Les amoureux
Que sont-ils devenus ces amoureux qui se croyaient seuls au monde ? Ils étaient assis l’un à coté de l’autre sur une banquette en vieux cuir fendillé d’un café d’autrefois. Devant eux, une table en bois, en bois brut, épais. Avant eux, tant de gens s’y étaient succédés qu’elle devait être, par endroit, un peu poisseuse.
Devant lui, une tasse vide, cerclée d’une petite bande où j’avais déchiffrée OX. OX ? M’est venu immédiatement dans la bouche le goût poivré du Viandox, son odeur et la brûlure à la lèvre de celui qui le boit car, on ne buvait autrefois du Viandox que les jours de grand froid où tout gèle autour.

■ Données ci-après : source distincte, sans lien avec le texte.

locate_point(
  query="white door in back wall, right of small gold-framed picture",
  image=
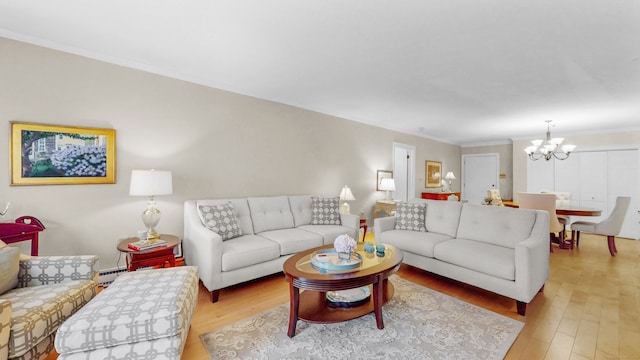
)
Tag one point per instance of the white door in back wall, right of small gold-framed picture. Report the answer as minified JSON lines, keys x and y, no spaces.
{"x":479,"y":173}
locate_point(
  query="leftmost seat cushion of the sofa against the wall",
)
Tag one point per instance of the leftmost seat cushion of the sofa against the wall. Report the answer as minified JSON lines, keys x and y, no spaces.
{"x":248,"y":250}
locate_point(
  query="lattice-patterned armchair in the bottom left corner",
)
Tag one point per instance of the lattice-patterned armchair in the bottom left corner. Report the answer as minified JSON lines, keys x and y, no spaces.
{"x":49,"y":289}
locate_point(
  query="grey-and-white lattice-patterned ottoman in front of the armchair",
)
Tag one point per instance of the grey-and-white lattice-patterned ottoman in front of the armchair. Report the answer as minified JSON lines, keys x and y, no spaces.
{"x":141,"y":315}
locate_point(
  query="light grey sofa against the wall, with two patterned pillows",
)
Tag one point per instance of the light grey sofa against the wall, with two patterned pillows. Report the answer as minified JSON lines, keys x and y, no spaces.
{"x":269,"y":231}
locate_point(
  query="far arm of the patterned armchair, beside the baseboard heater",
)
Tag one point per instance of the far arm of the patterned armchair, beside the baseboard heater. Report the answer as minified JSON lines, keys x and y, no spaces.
{"x":44,"y":270}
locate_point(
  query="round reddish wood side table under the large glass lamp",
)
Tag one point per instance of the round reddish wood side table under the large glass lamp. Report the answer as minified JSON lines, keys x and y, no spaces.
{"x":158,"y":256}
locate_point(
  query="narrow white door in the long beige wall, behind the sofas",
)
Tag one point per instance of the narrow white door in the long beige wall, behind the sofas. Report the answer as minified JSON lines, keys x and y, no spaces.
{"x":404,"y":171}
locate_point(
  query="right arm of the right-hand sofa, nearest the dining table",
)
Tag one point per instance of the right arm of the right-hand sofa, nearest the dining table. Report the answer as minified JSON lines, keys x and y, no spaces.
{"x":532,"y":259}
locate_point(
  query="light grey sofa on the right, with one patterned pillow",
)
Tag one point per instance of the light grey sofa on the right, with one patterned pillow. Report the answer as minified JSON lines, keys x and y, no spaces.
{"x":500,"y":249}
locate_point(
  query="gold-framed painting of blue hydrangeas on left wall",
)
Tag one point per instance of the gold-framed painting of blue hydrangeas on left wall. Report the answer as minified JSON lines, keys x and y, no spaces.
{"x":57,"y":155}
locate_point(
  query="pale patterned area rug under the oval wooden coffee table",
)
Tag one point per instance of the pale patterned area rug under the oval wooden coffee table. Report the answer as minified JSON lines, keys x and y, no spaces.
{"x":419,"y":324}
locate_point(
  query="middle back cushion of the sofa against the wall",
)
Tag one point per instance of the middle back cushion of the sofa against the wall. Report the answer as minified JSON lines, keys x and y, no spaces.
{"x":270,"y":213}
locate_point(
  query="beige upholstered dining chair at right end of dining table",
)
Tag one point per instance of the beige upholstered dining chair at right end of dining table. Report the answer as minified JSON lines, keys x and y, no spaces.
{"x":610,"y":227}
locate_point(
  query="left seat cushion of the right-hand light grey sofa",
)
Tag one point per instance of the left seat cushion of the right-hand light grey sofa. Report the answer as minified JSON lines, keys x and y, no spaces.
{"x":419,"y":243}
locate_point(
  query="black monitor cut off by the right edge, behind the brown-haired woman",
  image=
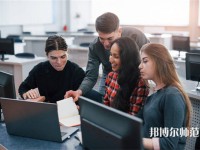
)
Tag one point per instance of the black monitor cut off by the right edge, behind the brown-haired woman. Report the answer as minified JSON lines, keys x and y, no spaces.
{"x":192,"y":67}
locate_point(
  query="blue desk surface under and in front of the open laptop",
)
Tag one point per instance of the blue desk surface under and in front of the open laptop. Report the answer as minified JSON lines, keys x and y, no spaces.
{"x":12,"y":142}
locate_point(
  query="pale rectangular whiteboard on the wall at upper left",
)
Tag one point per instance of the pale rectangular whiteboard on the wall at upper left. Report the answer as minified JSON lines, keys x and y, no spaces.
{"x":18,"y":12}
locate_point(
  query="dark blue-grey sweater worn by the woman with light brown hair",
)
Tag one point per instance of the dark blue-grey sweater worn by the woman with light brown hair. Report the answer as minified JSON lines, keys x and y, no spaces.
{"x":165,"y":109}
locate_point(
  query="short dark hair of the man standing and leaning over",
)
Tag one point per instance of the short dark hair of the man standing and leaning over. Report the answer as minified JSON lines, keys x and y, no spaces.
{"x":107,"y":23}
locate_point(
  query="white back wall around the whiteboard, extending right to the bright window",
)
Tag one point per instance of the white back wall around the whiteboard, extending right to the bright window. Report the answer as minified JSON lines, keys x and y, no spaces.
{"x":76,"y":14}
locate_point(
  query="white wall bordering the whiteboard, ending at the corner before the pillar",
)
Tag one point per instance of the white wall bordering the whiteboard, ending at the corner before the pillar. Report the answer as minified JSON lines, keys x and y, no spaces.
{"x":60,"y":18}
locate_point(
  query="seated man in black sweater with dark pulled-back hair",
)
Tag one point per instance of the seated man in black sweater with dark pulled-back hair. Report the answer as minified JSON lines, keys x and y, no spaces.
{"x":48,"y":81}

Il avait tout bu. Devant elle, une soucoupe vide accompagnée elle aussi de sa petite cuillère ; s’il y avait une petite cuillère, c’est que le verre qu’elle avait à la main, à moitié plein, contenait un vin chaud. Peut être avec de la cannelle, c’est meilleur. Un paquet de cigarettes, une petite boite d’allumettes posés là. On les aurait cru oubliés par les clients précédents car aucun des deux ne fumait.
Ils se regardaient avec une telle intensité que j’ai pu, transparente, s’immiscer entre eux ; nous étions trois mais ils ne me voyaient pas.
Ils devaient être là depuis un bon petit moment car il avait mis son coude sur la table et appuyait sa tête sur le revers de sa main. Elle n’était pas posée légèrement sa tête, non, elle était bien calée, penchée. Séduit par son sourire, par son bavardage, il s’était tout naturellement laissé aller. Je ne voyais de lui que la raie dans ses cheveux. Les hommes ne portent plus de raie ainsi ; c’était pourtant touchant. A leur Première Communion, il l’avait déjà bien tracée et elle les suivait toute leur vie ; toujours du même coté. Au revers de sa manche, trois petits boutons. J’en avais alors déduit que c’était un homme soigneux car il n’y avait pas de petites traces qui auraient attesté d’un quatrième, disparu.
Pas grand-chose de ses traits. Un grand front et ce regard, ce regard que je ne voyais pas mais qui était là, il n’y avait aucun doute à cela, intense, passionné. Je ne voyais pas non plus, un de ses bras, disparu. Peut-être… Pourquoi ai-je eu cette idée, à ce moment-là ? J’ai imaginé qu’il l’avait glissé sur la banquette juste assez pour sentir, pour toucher la douceur de sa jupe, la chaleur de son corps… indiscrétion !
C’est qu’elle était mignonne comme un cœur la petite qui était à côté de lui. Vive, pétillante, mutine. Avec un petit col Claudine de jeune fille sage mais on ne me la faisait pas à moi… Je savais que c’était une coquine et qu’elle n’avait peur de rien. Les yeux plantés dans les siens, le sourire aux lèvres, elle était sûre de son pouvoir de séduction. Je l’ai vue, de mes yeux vue, lancer une petite plaisanterie, être contente de son effet, rire, gonfler la poitrine et se mordre la lèvre, un petit bout de langue dépassant de sa bouche ; enfin pour couronner le tableau, elle lui avait fait un clin d‘œil. Elle avait mis tous les atouts de son coté. En plus du col Claudine, le corsage à pois. Cheveux relevés pour dégager son front. Comme toutes les jeunes filles de ce temps-là, elle avait joué la timide pour entrer dans ce café car « ça ne se faisait pas » mais, une fois là, elle s’était bien installée, les deux coudes sur la table. Pour se donner du courage, elle n’avait pas hésité à commander son vin chaud. Elle le tenait à deux mains, devait sentir sa chaleur au travers du verre ; elle soulevait le petit doigt.
Que de choses à raconter sur ce petit doigt dressé !
Il était séduction et légèreté, fantaisie et accroche. Il n’était pas là pour rien. Il était féminité ; a-t-on jamais vu un homme relever ainsi le petit doigt ? L’homme a bien dû le voir ce petit doigt dressé. Il a dû sourire, être touché et c’est peut être grâce à ce petit doigt dressé qu’il l’a aimé, cette petite au sourire complice. Il n’en savait encore rien, l’homme. Il ne faisait que la regarder encore et encore. Il avait vu son col Claudine. Il avait vu son regard planté dans le sien, il avait vu son sourire, il avait vu sa gaîté.
30 ans plus tard, il aura tout oublié ; il ne dira pas « C’est grâce à ce petit doigt dressé que je l’ai aimée » mais moi, moi qui ai tout vu, je peux témoigner.